I just finished reading an awesome book called “The Courage to be a Step-Mom” by Sue Patton Thoele.  Ms. Thoele has written many books about women finding the courage to be themselves and in this book she talks about, in particular, step-mom’s finding their place within the blended family without losing themselves and who they are in the process of finding that place of solace.   She also talks about how important it is for us women (moms or step-moms) to be good to ourselves, to take care of US. 

One statement in her book stood out to me the most as a step-mom and that is “understanding that one of the most beneficial results of self-care is an increased ability to love others which allows us to care for ourselves more gently and completely.”
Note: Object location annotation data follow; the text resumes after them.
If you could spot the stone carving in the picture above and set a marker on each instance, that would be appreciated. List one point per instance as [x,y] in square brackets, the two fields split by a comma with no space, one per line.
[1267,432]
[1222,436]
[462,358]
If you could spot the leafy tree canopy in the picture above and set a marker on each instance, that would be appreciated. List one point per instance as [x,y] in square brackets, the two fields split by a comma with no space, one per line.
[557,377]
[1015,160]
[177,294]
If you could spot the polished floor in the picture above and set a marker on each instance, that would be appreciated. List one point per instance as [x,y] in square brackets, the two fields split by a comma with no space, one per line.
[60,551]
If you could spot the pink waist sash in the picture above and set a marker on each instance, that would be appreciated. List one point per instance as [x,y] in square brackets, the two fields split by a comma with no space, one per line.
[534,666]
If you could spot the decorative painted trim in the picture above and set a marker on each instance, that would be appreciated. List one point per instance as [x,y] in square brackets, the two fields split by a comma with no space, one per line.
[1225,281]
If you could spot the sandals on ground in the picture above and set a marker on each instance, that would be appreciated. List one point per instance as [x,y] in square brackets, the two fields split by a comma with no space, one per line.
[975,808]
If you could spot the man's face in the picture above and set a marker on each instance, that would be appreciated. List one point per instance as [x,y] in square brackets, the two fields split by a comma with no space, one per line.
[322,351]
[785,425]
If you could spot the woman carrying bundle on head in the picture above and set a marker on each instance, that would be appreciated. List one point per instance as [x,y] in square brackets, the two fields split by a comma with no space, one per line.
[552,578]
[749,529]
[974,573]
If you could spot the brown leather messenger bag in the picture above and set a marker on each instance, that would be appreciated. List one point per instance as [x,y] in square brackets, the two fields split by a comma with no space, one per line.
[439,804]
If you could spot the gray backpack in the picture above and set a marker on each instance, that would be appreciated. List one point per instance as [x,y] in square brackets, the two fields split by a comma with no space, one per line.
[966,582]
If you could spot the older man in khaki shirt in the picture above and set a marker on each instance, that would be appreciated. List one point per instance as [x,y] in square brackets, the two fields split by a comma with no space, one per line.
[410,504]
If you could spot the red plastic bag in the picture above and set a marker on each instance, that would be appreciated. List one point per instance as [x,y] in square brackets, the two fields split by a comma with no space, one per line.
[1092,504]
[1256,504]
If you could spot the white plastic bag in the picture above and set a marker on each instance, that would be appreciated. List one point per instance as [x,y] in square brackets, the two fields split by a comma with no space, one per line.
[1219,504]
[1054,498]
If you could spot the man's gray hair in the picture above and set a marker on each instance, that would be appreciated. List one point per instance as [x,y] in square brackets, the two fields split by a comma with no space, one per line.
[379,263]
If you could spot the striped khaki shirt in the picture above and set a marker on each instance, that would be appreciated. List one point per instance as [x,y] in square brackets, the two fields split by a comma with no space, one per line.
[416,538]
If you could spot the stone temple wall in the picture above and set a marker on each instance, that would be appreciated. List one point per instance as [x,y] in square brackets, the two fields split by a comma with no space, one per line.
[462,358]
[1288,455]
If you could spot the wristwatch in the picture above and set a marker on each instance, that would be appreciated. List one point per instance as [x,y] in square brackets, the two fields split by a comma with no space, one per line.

As mothers and step-mothers in our never-ending busy daily lives, it seems impossible to put ourselves in front of our children, our husbands, work, our respective households and all of the extra-curricular activities ta boot!  What we fail to realize is that if we women fail to appreciate ourselves and approve of ourselves, we cannot, in fact, be of a benefit to our families or our friends.  As Ms. Thoele so eloquently stated, “self-love is not selfishness or self-centeredness, it is quite the contrary.”

TODAY BFSO family readers:

1.  Be good to yourself;
2.  Accept who you are;
3. Share your knowledge;
4. Learn and face your feelings;
5. Express yourself;
6.  Act Constructively; AND MOST IMPORTANTLY,
7.  HONOR YOU!

Peace & Blessings Always,
Di

p.s.  More healthy inner living to follow!!!!